Мы пошли в ресторан. Мы сидели под магнолией в кадке, пили шампанское и ели креветки. У Дороти отличный аппетит, он свидетельствовал о хорошем здоровье. Потом мы танцевали. Дороти вела меня столь деликатно, что оставляла мне впечатление, будто я веду ее: не поддерживала моих неправильных движений и откликалась только на нужные. Я быстро освоил эту технику и уже на третьем танце безукоризненно вел ее, как она хотела.
— Дороти, вы восхитительны! Мне кажется, я влюблен в вас, — сказал я. — У вас есть возражения?
— Ох! — сказала она, садясь. — Жарко, я устала. Налейте мне воды со льдом. Вы сказали что-то о возражениях, Генри?
— Вы правы. Возражений быть не может. Предлагаю свадьбу через две недели.
— Через две недели? Какой странный срок! И между прочим, я еще не сказала, что согласна на брак.
— Вы подумали об этом. С меня достаточно вашей мысли. А две недели вот почему. Первую неделю я перерабатываю повесть. А вторую неделю Джон Чарльстон после чтения ее будет лежать в реанимационной палате. Когда он встанет с постели, мы устроим свадьбу.

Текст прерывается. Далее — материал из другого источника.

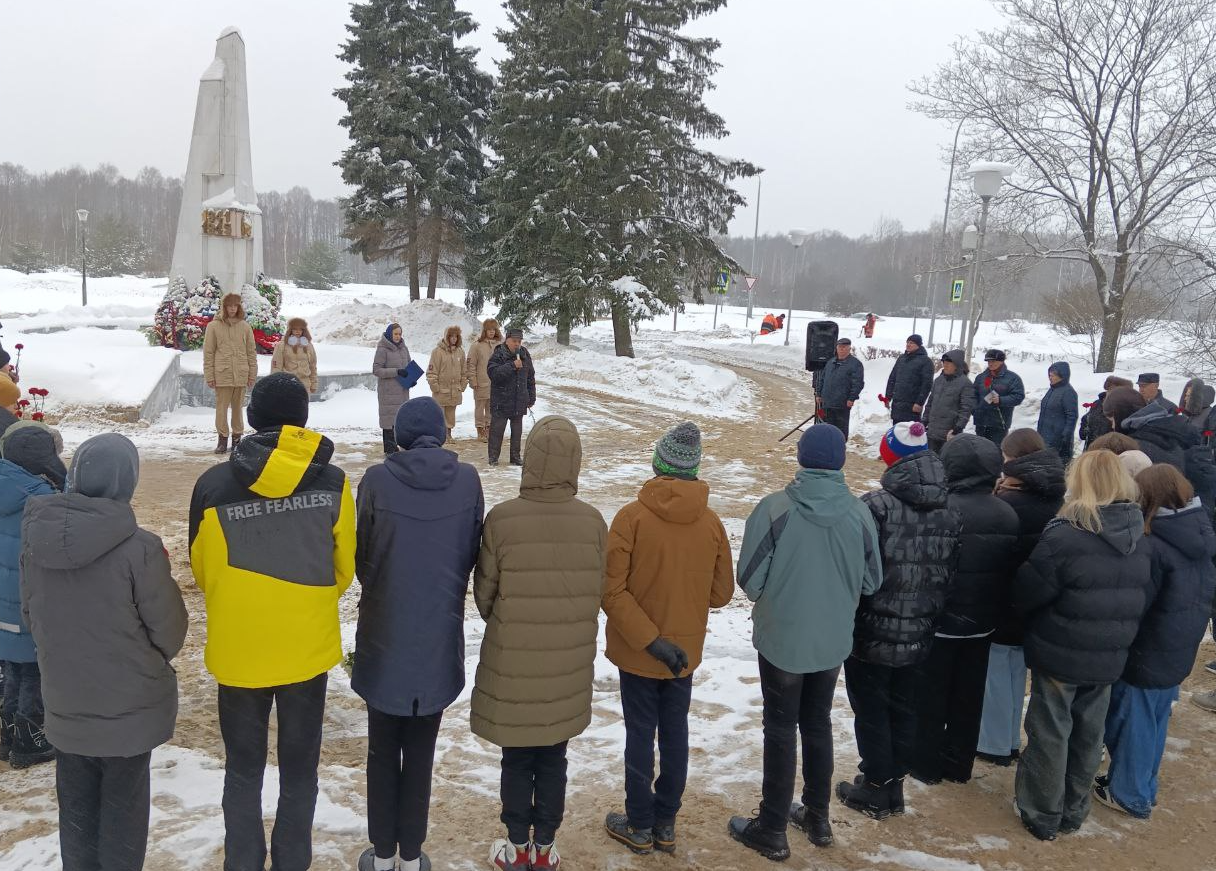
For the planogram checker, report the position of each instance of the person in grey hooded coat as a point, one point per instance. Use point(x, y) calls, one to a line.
point(950, 402)
point(107, 617)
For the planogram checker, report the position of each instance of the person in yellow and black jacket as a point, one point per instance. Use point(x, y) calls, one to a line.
point(272, 549)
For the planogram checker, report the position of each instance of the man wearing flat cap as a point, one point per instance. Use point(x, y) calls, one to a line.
point(839, 386)
point(1149, 386)
point(512, 392)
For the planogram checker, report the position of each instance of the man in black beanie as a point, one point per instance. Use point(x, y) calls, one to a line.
point(272, 549)
point(911, 380)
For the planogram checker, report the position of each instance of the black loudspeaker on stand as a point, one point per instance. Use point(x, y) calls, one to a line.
point(821, 338)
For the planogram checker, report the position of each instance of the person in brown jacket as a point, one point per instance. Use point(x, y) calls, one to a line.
point(230, 366)
point(669, 562)
point(446, 375)
point(538, 584)
point(294, 354)
point(478, 376)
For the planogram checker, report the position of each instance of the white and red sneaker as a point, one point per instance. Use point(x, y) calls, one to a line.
point(510, 857)
point(544, 858)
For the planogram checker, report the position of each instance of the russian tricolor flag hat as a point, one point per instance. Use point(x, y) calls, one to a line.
point(901, 440)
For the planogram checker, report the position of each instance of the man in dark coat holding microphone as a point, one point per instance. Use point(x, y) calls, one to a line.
point(512, 392)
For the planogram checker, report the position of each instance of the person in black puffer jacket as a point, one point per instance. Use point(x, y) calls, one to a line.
point(950, 681)
point(910, 382)
point(1182, 545)
point(918, 537)
point(1034, 487)
point(1084, 589)
point(1170, 438)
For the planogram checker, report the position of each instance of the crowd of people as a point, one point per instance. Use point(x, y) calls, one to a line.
point(979, 558)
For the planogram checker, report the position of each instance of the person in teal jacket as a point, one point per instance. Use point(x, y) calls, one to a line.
point(810, 551)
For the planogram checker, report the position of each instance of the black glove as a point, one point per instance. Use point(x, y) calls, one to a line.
point(669, 655)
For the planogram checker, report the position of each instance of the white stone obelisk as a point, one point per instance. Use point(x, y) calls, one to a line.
point(219, 230)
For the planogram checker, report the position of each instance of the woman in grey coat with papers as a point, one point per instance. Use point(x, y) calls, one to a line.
point(389, 367)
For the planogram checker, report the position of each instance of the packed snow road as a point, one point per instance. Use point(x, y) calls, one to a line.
point(953, 827)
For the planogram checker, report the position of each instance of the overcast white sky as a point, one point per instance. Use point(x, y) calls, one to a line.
point(814, 91)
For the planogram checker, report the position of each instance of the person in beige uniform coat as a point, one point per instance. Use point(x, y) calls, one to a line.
point(478, 376)
point(538, 585)
point(230, 366)
point(296, 355)
point(446, 375)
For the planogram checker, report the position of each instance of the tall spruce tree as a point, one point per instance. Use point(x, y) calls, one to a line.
point(602, 203)
point(416, 108)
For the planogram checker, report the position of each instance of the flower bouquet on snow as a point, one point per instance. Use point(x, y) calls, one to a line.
point(262, 314)
point(33, 409)
point(183, 316)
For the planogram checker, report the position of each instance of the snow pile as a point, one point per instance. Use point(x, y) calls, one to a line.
point(423, 322)
point(656, 380)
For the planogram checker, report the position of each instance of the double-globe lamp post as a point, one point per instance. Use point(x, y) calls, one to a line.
point(83, 217)
point(986, 180)
point(797, 237)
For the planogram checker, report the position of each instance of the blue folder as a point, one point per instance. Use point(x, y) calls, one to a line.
point(414, 374)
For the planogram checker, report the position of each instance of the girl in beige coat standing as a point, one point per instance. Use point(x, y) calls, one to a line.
point(230, 366)
point(446, 375)
point(478, 377)
point(294, 354)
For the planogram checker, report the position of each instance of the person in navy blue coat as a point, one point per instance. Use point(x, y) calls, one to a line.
point(418, 534)
point(31, 467)
point(1182, 546)
point(1058, 411)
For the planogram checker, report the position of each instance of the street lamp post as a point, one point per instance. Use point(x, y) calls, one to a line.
point(986, 179)
point(945, 219)
point(83, 217)
point(797, 237)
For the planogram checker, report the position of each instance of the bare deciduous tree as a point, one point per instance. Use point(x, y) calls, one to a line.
point(1108, 110)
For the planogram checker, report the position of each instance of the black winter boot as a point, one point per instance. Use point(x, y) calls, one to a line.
point(895, 796)
point(814, 821)
point(871, 799)
point(640, 841)
point(31, 746)
point(752, 835)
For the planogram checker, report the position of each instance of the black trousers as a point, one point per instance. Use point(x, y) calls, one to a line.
point(400, 757)
point(803, 703)
point(245, 725)
point(883, 701)
point(839, 419)
point(533, 792)
point(653, 707)
point(497, 430)
point(103, 812)
point(950, 706)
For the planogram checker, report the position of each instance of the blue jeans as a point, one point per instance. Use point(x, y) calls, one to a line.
point(22, 691)
point(1136, 728)
point(651, 706)
point(1005, 695)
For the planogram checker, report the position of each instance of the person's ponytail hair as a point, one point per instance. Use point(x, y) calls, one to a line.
point(1163, 487)
point(1095, 479)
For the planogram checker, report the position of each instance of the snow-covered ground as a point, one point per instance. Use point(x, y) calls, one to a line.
point(101, 360)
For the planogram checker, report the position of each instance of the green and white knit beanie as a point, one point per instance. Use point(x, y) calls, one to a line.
point(677, 454)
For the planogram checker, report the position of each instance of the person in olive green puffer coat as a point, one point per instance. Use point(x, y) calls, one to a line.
point(538, 584)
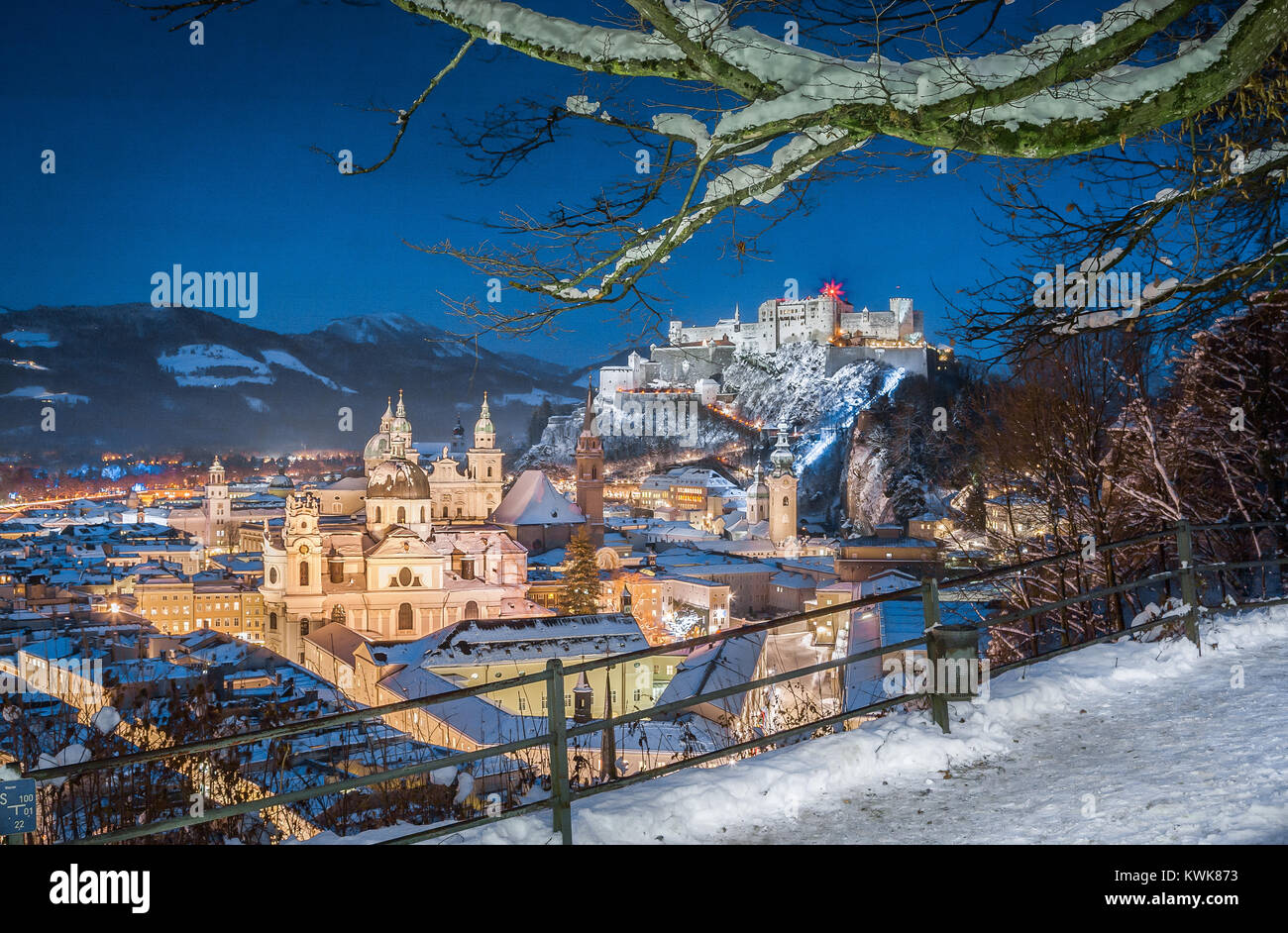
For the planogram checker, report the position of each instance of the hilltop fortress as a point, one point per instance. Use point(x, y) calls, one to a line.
point(823, 319)
point(696, 357)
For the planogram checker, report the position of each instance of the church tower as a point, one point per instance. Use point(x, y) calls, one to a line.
point(215, 536)
point(590, 471)
point(782, 490)
point(303, 542)
point(484, 465)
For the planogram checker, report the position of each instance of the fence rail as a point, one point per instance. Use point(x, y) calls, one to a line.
point(555, 740)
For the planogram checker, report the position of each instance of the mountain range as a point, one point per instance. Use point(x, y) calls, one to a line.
point(136, 378)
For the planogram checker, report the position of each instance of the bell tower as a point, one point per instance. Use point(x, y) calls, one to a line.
point(215, 533)
point(590, 471)
point(483, 464)
point(782, 490)
point(303, 542)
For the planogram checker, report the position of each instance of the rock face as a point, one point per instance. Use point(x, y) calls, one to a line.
point(137, 377)
point(841, 476)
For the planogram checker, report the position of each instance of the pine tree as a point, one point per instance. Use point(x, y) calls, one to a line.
point(581, 578)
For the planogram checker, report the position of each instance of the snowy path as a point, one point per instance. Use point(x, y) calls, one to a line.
point(1134, 742)
point(1185, 762)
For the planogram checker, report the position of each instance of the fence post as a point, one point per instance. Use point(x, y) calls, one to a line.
point(1189, 591)
point(930, 617)
point(561, 793)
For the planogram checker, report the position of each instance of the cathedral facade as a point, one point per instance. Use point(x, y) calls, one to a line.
point(419, 558)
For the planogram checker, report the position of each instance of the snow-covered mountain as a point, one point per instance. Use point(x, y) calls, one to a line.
point(840, 477)
point(136, 377)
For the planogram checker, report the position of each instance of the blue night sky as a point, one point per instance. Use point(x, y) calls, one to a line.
point(200, 155)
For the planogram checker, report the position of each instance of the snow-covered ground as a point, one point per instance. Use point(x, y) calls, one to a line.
point(1136, 742)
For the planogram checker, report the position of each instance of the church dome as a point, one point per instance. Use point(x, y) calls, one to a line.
point(398, 478)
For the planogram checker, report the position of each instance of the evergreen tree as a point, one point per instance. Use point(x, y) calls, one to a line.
point(581, 576)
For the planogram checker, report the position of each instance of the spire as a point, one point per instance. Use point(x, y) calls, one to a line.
point(589, 418)
point(484, 433)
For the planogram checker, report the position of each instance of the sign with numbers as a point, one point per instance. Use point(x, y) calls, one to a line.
point(17, 806)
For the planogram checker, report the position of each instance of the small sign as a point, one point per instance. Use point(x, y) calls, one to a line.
point(17, 807)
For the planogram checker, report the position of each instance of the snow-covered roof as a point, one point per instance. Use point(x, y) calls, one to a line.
point(535, 501)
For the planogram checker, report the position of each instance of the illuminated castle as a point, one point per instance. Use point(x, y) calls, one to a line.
point(820, 318)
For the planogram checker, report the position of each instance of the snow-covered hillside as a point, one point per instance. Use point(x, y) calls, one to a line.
point(837, 477)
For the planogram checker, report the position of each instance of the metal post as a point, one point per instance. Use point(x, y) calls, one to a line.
point(1189, 592)
point(561, 793)
point(930, 615)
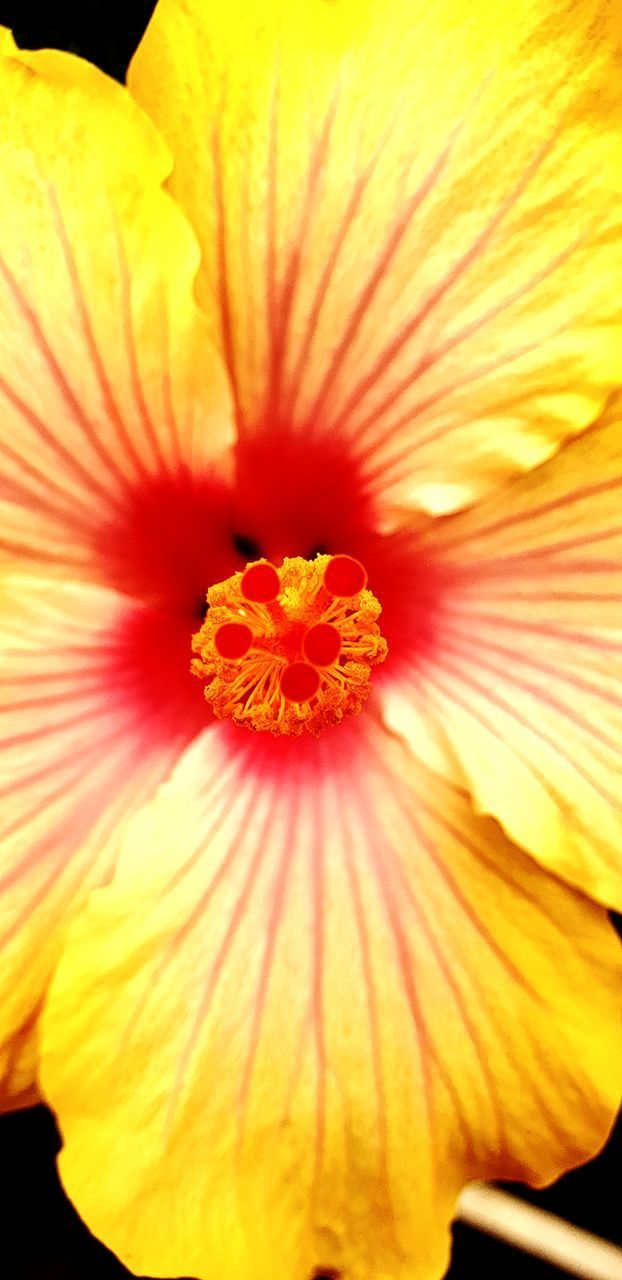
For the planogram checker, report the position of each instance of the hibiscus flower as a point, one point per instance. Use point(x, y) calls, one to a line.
point(309, 368)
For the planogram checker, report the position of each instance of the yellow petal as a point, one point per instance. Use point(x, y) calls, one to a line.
point(82, 748)
point(410, 220)
point(318, 997)
point(524, 675)
point(105, 370)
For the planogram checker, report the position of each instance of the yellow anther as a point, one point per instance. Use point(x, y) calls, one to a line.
point(297, 662)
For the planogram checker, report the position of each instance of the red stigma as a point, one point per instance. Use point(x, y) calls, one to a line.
point(298, 682)
point(233, 640)
point(260, 583)
point(344, 576)
point(321, 644)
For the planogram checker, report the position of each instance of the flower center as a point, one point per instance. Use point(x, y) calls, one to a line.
point(292, 648)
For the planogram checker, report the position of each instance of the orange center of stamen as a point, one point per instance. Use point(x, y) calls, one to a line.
point(289, 649)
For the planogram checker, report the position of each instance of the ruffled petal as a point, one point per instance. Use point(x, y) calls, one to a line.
point(106, 375)
point(410, 223)
point(318, 997)
point(521, 675)
point(82, 748)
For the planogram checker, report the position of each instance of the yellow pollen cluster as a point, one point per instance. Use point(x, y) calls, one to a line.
point(289, 649)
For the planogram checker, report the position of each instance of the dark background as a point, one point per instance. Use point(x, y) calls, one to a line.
point(41, 1237)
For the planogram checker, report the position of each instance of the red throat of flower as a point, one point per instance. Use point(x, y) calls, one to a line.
point(289, 649)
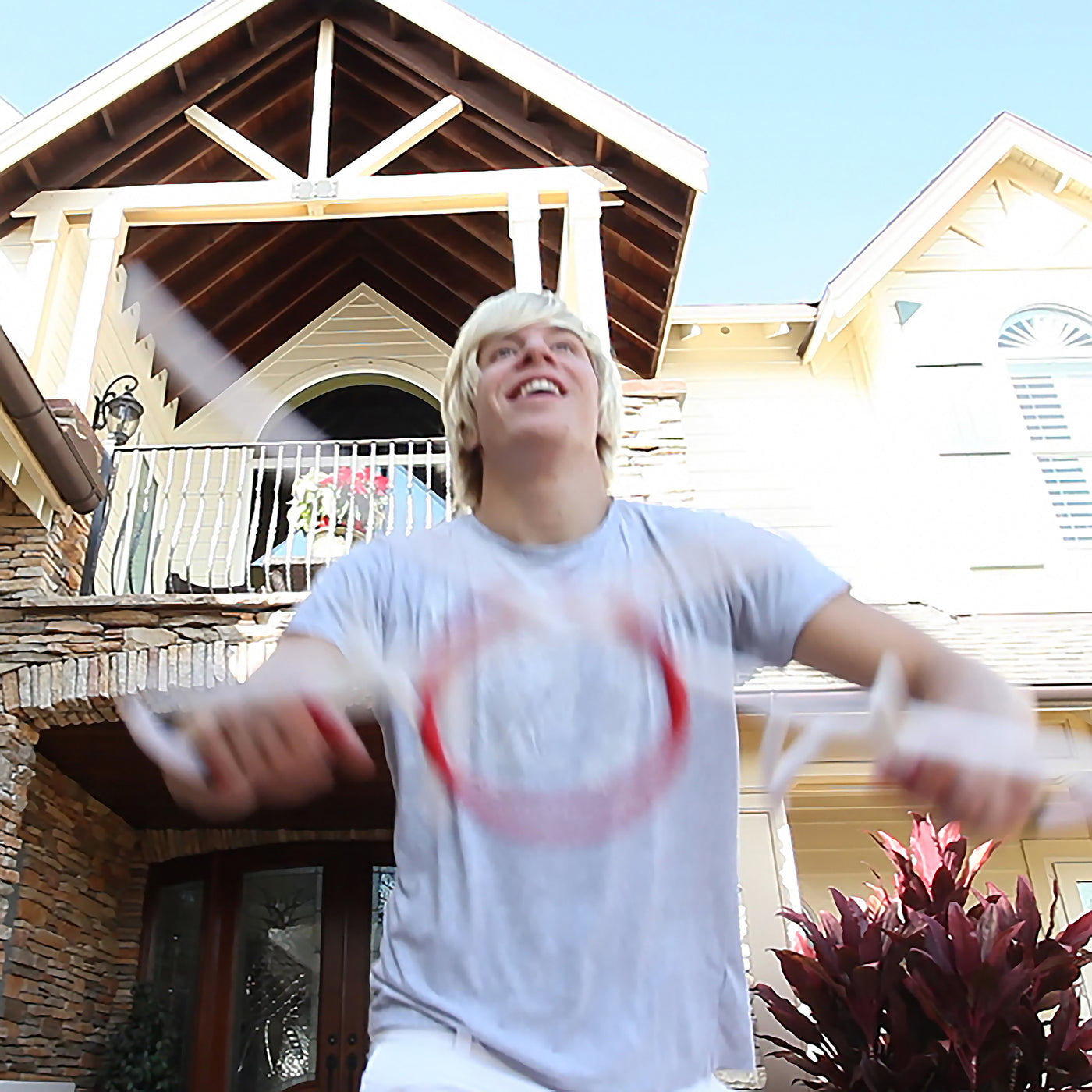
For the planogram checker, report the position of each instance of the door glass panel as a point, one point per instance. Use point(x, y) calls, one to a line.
point(382, 884)
point(276, 991)
point(176, 952)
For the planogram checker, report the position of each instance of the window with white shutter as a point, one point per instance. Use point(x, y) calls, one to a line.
point(1050, 360)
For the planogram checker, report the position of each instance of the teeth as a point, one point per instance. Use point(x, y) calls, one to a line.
point(533, 385)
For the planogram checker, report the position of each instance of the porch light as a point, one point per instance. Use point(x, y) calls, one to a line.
point(118, 412)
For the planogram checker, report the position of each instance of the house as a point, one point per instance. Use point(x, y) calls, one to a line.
point(324, 193)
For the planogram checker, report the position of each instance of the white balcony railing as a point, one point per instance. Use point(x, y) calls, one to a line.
point(260, 516)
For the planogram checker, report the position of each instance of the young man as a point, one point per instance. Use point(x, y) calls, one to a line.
point(608, 966)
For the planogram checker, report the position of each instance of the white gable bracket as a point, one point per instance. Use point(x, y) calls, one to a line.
point(232, 141)
point(403, 139)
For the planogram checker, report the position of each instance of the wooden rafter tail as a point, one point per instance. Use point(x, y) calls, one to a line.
point(403, 139)
point(243, 149)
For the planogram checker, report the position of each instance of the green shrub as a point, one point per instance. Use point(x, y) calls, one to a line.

— Как интересно! Шеф сказал, вы писатель многообещающий. Вы серьезно думаете, что книга его убьет? Просто не могу поверить!
— Искусство медицины стоит в наше время на большой высоте, — ответил я уклончиво. — Но врачам придется повозиться!
— Это так прекрасно, когда книга убивает! — сказала она мечтательно. — Я первая прочту вашу рукопись. Если вы меня убьете, я буду очень, очень любить вас!
— Я жестоко расправлюсь с вами, Дороти! Вы будете счастливы. Наша безмятежная жизнь пойдет от одной смерти к другой. Я говорю о книгах, вдохновляемых вами и патентом Чарльстона.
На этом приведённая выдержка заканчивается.